6.4 Alpers–Huttenlocher syndrome: liver pathology.
Histologic changes in the liver are characteristic and essential for a confident diagnosis. (a) The principal features are hepatic steatosis and oncocytic change along with hepatocyte necrosis and a profuse and haphazard proliferation of bile ductules. (b) Fibrosis and nodular regeneration often give rise to a cirrhotic pattern. (c) Fat may be heavily deposited within the regenerative nodules. (d) In some patients, regeneration does not occur and the liver is replaced by dense fibrous tissue and irregular bile ductules. Note the bile retention.
6.5 Alpers–Huttenlocher syndrome.
Liver pathology in two brothers who died from PNDC. One of these brothers received valproate therapy, but both showed typical liver pathology. (a) Macroscopic appearance of the finely nodular cirrhotic liver of one brother. (b) Liver histology shows the typical changes of PNDC in the other brother. The role of drug therapy and in particular valproate toxicity in the pathogenesis of PNDC is controversial.
BASAL GANGLIA
HOLOTOPISTIC STRIATAL NECROSIS (FAMILIAL STRIATAL DEGENERATION)
MACROSCOPIC AND MICROSCOPIC APPEARANCES
Two patterns are observed (Fig. 6.6):
6.6 Holotopistic striatal necrosis.
(a) Histologic section demonstrating shrinkage and pallor of the dorsal halves of both caudate and putamen. (b) Marked neuronal loss and gliosis in the striatum. (c) In another patient the caudate nuclei are atrophic brown crescents and the putamina are replaced by cavities outlined by grayish membranes. Ventricular dilatation and cortical atrophy are pronounced. (d) In this child, there is also cerebellar cortical atrophy, seen here in the vermis.
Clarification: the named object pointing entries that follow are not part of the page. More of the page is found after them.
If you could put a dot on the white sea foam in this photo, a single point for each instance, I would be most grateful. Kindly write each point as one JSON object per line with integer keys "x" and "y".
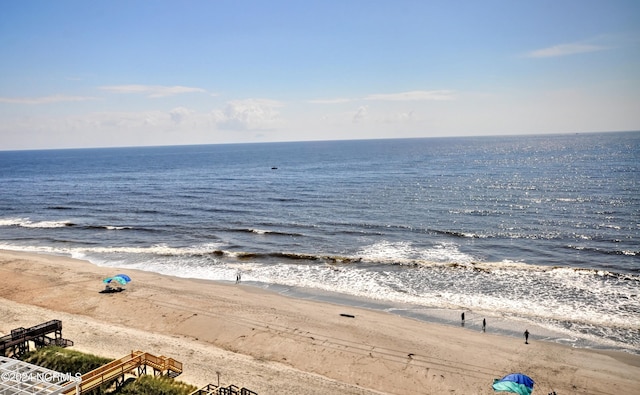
{"x": 27, "y": 223}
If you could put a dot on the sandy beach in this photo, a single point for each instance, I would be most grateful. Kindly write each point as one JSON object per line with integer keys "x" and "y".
{"x": 272, "y": 344}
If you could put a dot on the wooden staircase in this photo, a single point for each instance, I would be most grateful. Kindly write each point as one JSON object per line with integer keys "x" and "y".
{"x": 135, "y": 363}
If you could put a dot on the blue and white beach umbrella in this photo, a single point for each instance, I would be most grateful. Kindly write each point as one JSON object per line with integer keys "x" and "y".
{"x": 516, "y": 383}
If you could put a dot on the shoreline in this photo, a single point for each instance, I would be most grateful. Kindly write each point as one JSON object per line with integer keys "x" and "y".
{"x": 269, "y": 342}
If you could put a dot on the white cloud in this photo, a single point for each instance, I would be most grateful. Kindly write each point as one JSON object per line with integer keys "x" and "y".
{"x": 413, "y": 96}
{"x": 178, "y": 114}
{"x": 564, "y": 50}
{"x": 152, "y": 91}
{"x": 45, "y": 99}
{"x": 331, "y": 101}
{"x": 361, "y": 114}
{"x": 249, "y": 114}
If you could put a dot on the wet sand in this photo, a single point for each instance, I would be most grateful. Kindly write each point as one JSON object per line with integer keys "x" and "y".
{"x": 271, "y": 343}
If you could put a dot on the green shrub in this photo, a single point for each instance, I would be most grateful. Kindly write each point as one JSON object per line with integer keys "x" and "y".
{"x": 156, "y": 385}
{"x": 70, "y": 361}
{"x": 64, "y": 360}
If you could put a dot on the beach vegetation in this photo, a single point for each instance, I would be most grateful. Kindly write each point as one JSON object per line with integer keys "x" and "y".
{"x": 78, "y": 363}
{"x": 156, "y": 385}
{"x": 64, "y": 360}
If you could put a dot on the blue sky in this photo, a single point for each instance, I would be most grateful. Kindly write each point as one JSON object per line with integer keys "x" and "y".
{"x": 126, "y": 73}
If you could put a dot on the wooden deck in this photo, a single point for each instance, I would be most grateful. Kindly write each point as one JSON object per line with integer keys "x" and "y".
{"x": 17, "y": 342}
{"x": 135, "y": 363}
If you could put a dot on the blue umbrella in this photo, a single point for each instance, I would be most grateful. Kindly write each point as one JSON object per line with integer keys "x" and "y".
{"x": 516, "y": 383}
{"x": 126, "y": 278}
{"x": 115, "y": 279}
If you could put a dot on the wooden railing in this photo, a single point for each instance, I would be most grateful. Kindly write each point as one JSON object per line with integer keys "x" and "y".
{"x": 127, "y": 364}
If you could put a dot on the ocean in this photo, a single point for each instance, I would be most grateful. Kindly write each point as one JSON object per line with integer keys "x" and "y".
{"x": 528, "y": 232}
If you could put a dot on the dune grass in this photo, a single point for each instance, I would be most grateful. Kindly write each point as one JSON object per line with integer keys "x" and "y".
{"x": 70, "y": 361}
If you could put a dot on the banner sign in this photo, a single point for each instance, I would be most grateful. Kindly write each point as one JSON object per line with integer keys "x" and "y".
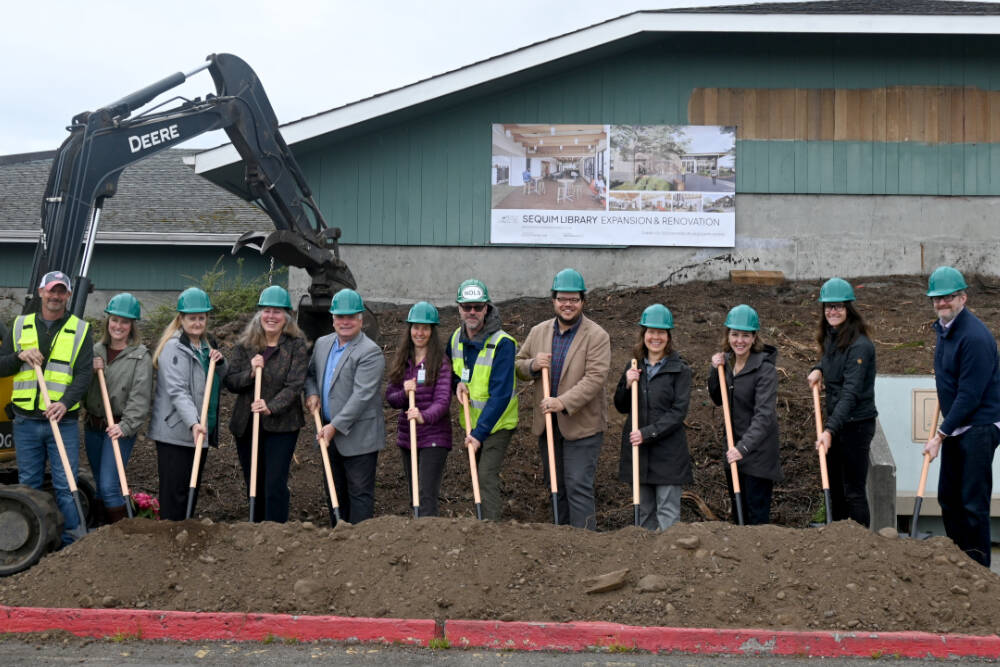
{"x": 660, "y": 185}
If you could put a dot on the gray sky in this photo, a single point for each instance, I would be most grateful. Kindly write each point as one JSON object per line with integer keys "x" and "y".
{"x": 58, "y": 58}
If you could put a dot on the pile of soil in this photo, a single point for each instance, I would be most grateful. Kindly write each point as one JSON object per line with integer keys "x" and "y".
{"x": 713, "y": 574}
{"x": 695, "y": 575}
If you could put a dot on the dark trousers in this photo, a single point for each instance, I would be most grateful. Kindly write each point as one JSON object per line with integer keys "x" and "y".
{"x": 576, "y": 466}
{"x": 173, "y": 463}
{"x": 430, "y": 466}
{"x": 274, "y": 458}
{"x": 847, "y": 468}
{"x": 755, "y": 496}
{"x": 964, "y": 489}
{"x": 354, "y": 477}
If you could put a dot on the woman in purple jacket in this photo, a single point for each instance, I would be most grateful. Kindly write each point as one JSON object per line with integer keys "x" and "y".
{"x": 420, "y": 365}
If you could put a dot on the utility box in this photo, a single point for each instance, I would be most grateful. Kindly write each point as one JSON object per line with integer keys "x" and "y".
{"x": 905, "y": 409}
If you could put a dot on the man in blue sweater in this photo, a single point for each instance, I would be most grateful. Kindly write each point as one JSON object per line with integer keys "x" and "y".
{"x": 967, "y": 374}
{"x": 482, "y": 362}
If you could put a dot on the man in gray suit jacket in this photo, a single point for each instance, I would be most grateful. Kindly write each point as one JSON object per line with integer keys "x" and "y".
{"x": 343, "y": 381}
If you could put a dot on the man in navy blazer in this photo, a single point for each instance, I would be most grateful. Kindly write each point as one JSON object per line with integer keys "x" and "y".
{"x": 343, "y": 381}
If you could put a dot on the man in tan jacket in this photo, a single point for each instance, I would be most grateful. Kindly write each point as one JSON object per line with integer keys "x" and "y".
{"x": 577, "y": 353}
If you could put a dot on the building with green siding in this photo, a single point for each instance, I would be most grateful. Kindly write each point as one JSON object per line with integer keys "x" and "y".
{"x": 162, "y": 232}
{"x": 868, "y": 142}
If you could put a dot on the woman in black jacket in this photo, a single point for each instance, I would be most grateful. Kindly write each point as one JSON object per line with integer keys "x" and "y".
{"x": 752, "y": 388}
{"x": 847, "y": 368}
{"x": 660, "y": 442}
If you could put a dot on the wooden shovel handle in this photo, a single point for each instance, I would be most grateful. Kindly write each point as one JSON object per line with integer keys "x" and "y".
{"x": 473, "y": 467}
{"x": 327, "y": 471}
{"x": 109, "y": 417}
{"x": 56, "y": 433}
{"x": 927, "y": 457}
{"x": 546, "y": 393}
{"x": 200, "y": 440}
{"x": 817, "y": 411}
{"x": 635, "y": 449}
{"x": 414, "y": 483}
{"x": 729, "y": 425}
{"x": 255, "y": 437}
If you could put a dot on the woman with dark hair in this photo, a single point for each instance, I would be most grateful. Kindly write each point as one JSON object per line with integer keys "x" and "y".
{"x": 847, "y": 368}
{"x": 420, "y": 365}
{"x": 660, "y": 442}
{"x": 128, "y": 374}
{"x": 752, "y": 390}
{"x": 272, "y": 342}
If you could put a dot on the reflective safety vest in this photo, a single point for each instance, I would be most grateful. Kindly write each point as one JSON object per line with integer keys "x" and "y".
{"x": 479, "y": 383}
{"x": 58, "y": 371}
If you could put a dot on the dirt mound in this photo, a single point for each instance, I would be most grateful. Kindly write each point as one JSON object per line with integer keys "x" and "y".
{"x": 696, "y": 575}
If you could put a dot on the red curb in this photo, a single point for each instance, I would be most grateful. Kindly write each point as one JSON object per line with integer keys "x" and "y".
{"x": 588, "y": 636}
{"x": 189, "y": 625}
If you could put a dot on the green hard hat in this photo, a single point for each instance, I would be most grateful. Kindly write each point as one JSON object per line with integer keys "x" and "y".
{"x": 945, "y": 280}
{"x": 836, "y": 290}
{"x": 347, "y": 302}
{"x": 423, "y": 313}
{"x": 275, "y": 296}
{"x": 123, "y": 305}
{"x": 657, "y": 316}
{"x": 743, "y": 318}
{"x": 568, "y": 280}
{"x": 472, "y": 291}
{"x": 193, "y": 300}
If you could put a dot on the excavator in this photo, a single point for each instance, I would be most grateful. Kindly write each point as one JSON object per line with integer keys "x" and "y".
{"x": 85, "y": 173}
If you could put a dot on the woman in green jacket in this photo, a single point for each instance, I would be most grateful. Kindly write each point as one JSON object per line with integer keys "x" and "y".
{"x": 128, "y": 373}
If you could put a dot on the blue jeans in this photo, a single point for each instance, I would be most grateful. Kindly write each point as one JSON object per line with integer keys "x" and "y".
{"x": 101, "y": 455}
{"x": 34, "y": 444}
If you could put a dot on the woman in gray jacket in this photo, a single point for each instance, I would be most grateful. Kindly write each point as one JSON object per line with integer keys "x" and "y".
{"x": 182, "y": 359}
{"x": 128, "y": 373}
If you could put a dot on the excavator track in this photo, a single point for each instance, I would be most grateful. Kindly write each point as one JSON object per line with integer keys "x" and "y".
{"x": 30, "y": 526}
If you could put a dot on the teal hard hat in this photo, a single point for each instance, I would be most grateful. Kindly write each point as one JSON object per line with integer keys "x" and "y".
{"x": 472, "y": 291}
{"x": 568, "y": 280}
{"x": 193, "y": 300}
{"x": 836, "y": 290}
{"x": 124, "y": 305}
{"x": 423, "y": 313}
{"x": 945, "y": 280}
{"x": 347, "y": 302}
{"x": 275, "y": 296}
{"x": 743, "y": 318}
{"x": 657, "y": 316}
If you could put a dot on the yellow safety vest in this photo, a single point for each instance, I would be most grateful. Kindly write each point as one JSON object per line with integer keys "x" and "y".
{"x": 58, "y": 371}
{"x": 479, "y": 383}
NEURODEGENERATION WITH BRAIN IRON ACCUMULATION-1 (HALLERVORDEN–SPATZ DISEASE)
MACROSCOPIC AND MICROSCOPIC APPEARANCES
Yellow–brown discoloration of the globus pallidus and substantia nigra are evident (Fig. 6.7). Neuronal loss, gliosis, and deposition of iron pigment occur bilaterally in the internal segment of the globus pallidus and the pars reticularis of the substantia nigra. There is also a more widespread distribution of swollen axons (spheroids). Neurochemical studies indicate abnormal cysteine metabolism in the pallidum and it is suggested that cysteine chelates iron, which in turn induces tissue damage mediated by free radicals (see also neuroaxonal dystrophy, in Chapter 33).
6.7 Neurodegeneration with brain iron accumulation-1.
(a) Coronal sections at the level of the anterior thalamus demonstrate a remarkable yellow–brown pigmentation in both pallida. (b) Microscopically, there are hematoxyphilic mineralizations, eosinophil axonal spheroids, and deposits of brown pigment in the pallidum. (c) These deposits stain positively for iron. (d) Neuroaxonal spheroids demonstrated with antibody to phosphorylated neurofilaments, and mineral concretions (stained blue) within the pallidum. (e) Neuroaxonal spheroids, labeled here with an antibody to neurofilament protein, are also plentiful in the gray matter bridges between caudate and putamen.
CEREBELLUM
MACROSCOPIC AND MICROSCOPIC APPEARANCES
Microscopically there are neuronal loss and myelin deficiency in the temporal cortex and hippocampus. In the cerebellum marked depletion of the granular layer is combined with displacement of Purkinje cells, which show ‘torpedoes’, dendritic distortions, and somal sprouting (Fig. 6.8).